This is due to the fact that the code implementing the inventional
method can be encapsulated in an operation as this is usually done
with any write access to the repository.
[0025] Further, a user of the repository can be asked by a
repository service team, to use the inventional automated
fault-finding method with a specialized program code, which
generates diagnostic output for the user's problem. In this way, an
operation, which corrupts the repository only in the user's
environment can be investigated, and future faults in repository
management can be avoided.
BRIEF DESCRIPTION OF THE DRAWINGS
[0026] The present invention is illustrated by way of example and
is not limited by the shape of the figures of the drawings in
which:
[0027] FIG. 1 is a schematic representation of an exemplary prior
art system structure of an application with a persistent repository
operated in a network, where the inventional method can be
applied;
[0028] FIG. 2 is a schematic representation of two subsequent
repository states and illustrating how the undo and redo operations
from the operation log can be used to transform one state into the
other;
[0029] FIG. 3 is a schematic representation of an AVL tree, initial
state;
[0030] FIG. 4 is a schematic representation of an AVL tree,
resulting from the correct insertion of a new node into the tree
shown in FIG. 2;
[0031] FIG. 5 is a schematic representation of an AVL tree,
resulting from the wrong insertion of a new node into the tree
shown in FIG. 2;
[0032] FIG. 6 is a schematic representation of an AVL tree,
resulting from L-rotating the node with ADDRESS 200/KEY=10 in the
tree shown in FIG. 4;
[0033] FIG. 7 is a schematic representation of an AVL tree,
resulting from R-rotating the node with ADDRESS 100/KEY=20 in the
tree shown in FIG. 5;
[0034] FIG. 8 is a schematic representation showing basic elements
of the control flow in a method according to a preferred aspect of
the present invention.
DETAILED DESCRIPTION OF THE PREFERRED EMBODIMENT
[0035] The present invention as illustrated by a method according
to a preferred embodiment thereof can be run in a system, of which
an exemplary structure is described next with reference to FIG. 1.

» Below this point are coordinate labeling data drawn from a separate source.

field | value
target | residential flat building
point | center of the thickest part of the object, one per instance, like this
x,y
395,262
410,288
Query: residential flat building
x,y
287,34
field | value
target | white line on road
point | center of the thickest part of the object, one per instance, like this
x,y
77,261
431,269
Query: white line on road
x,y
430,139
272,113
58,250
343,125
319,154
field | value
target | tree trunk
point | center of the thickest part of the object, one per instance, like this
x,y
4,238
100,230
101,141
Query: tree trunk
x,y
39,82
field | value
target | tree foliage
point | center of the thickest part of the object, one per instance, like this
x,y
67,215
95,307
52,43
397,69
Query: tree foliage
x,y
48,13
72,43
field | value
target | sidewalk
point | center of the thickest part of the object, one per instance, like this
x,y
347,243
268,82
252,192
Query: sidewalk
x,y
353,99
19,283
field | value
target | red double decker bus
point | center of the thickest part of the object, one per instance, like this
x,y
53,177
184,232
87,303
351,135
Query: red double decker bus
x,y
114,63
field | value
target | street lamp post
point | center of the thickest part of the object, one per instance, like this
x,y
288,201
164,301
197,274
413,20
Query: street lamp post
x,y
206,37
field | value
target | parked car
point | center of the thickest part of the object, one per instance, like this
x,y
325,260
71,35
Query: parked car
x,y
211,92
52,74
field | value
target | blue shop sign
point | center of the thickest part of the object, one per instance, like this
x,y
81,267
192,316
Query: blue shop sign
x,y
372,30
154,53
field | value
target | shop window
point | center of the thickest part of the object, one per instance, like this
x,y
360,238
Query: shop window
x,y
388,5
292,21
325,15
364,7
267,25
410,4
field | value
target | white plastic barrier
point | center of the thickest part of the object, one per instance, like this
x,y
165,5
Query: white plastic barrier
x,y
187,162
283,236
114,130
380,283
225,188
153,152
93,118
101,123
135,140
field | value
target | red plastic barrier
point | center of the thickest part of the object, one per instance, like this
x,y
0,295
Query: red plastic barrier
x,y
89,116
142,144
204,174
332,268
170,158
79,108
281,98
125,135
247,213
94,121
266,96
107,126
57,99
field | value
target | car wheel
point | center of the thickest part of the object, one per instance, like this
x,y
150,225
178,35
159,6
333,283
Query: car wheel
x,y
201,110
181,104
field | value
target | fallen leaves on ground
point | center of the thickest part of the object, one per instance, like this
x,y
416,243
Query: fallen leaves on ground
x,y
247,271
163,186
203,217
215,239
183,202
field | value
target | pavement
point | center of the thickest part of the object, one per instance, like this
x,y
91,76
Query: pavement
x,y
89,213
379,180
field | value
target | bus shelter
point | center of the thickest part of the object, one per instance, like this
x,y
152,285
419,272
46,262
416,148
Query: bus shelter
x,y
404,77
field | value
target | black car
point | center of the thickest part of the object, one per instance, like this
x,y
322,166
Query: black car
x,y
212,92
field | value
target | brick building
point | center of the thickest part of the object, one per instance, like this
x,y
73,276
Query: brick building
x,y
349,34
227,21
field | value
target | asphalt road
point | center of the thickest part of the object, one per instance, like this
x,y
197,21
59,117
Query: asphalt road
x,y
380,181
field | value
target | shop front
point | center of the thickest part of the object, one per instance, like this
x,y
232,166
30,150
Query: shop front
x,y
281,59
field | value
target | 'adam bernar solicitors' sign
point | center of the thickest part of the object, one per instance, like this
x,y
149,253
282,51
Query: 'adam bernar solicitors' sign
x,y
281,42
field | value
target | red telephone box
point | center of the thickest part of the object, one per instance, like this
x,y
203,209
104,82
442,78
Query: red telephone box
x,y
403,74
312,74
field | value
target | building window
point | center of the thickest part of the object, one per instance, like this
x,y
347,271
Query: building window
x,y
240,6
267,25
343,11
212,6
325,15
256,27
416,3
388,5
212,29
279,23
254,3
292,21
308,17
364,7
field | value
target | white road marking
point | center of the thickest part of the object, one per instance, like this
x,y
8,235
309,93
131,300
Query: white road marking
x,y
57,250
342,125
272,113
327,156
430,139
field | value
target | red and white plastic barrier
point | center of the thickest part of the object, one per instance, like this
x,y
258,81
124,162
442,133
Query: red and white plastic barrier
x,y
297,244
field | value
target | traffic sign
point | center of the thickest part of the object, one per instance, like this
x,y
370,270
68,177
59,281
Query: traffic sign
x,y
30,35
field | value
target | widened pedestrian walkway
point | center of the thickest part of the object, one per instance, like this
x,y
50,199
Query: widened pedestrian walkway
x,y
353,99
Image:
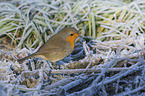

Of course this system's structure is to be understood as only
exemplarily, as the structure may be varied widely having the same
practical usability of the inventional concept in all
variations.
[0036] Most programs typically have a specialized data repository,
which allows for fast access to and ensures persistency of data.
The main purpose of programs like relational database management
systems (RDBMS) is the provision of such a repository for other
programs.
[0037] An RDBMS application 12 is to be understood exemplarily as a
provider of a "data repository" 10 as used within this document.
Datasets can be read from or written to the data repository 10 by
aid of a respective RDBMS application, ie a software program 12
dedicated therefore. The RDBMS application is installed and running
on a server computer 8. The data repository 10 is represented by
data sets stored on some persistent media associated with the
computer system 8. The RDBMS server 8 is a computer system, capable
of processing said application with prior art dataset read or write
requests incoming via a network 14 from multiple users each being
associated with a respective RDBMS client application running on a
client computer 16, of which are depicted three only. The number of
users is not of essential interest relative to the present
invention.
[0038] The before-mentioned RDBMS application software code 12 is
assumed to be implemented according to the prior art, i.e. a large
number of source code modules are compiled and linked in order to
make a runtime version of the RDBMS application program. One or
more of said software modules, say exactly one module depicted with
reference sign 18 is now assumed to contain the software code,
which is responsible for writing datasets to said repository. This
module 18 is then referred to the "repository management code" in
the sense of the present invention of course, as a person skilled
in the art will appreciate that this module may split up inside
into further subsections. The graphical representation of the
splitting up is avoided in order to improve clarity of the
drawing.
[0039] A prior art RDBMS may contain the "point-in-time recovery"
capability which offers the ability to restore any former
repository state. This capability may be implemented by use of an
operation log 20. For each modification on the data repository 10
requested by a client 16, the operation log contains the operations
to be performed by the RDBMS application 12 in order to carry out
the modification and to remove the effects of the modification.
This removal of a modification's effects is called "undo".
Re-establishing the effects of a modification which have been
removed by an undo step is called "redo". The repository management
code 18 is responsible for maintaining the operation log 20. The
operation log needs to be persistent and is therefore stored on
some persistent media associated with the computer system 8.
[0040] Before describing the functional aspects of this preferred
embodiment of the invention as applied exemplarily to
Adelson-Velsky Landis (AVL) trees, a short and concise mathematical
background is added in order to improve clarity of the inventional
ideas given in here.
[0041] An AVL tree is a binary search tree with an additional
constraint concerning the height of left and right subtree of each
AVL tree's node. First of all, a tree contains nodes and edges,
which connect the nodes. At most one edge may connect any two nodes
directly. An edge connects exactly two nodes and cannot connect a
node to itself. In a tree, each edge has associated a direction for
traversal. For this reason, one can think of an edge as being an
arrow emerging from one node and pointing to a second node. In a
tree, at most one edge points to a node. The other way around, each
node has at most one incoming edge. In a tree, all nodes are
connected, i.e. each node can be reached from any other node by
traversing intermediate edges and nodes while disregarding the
associated direction of edges. In a tree, no cycles are allowed,
i.e. there is exactly one way to get from any node in the tree to
any other node.
[0042] It follows that exactly one node in the tree has no incoming
edges--this node is called "root of the tree". One or more nodes in
the tree have no outgoing edges--these nodes are called "leaves of
the tree". If two nodes are connected by an edge, the one node
where the edge begins is called "father node" of the connected
node. If two nodes are connected by an edge, the one node where the
edge ends is called "son node" of the connected father node.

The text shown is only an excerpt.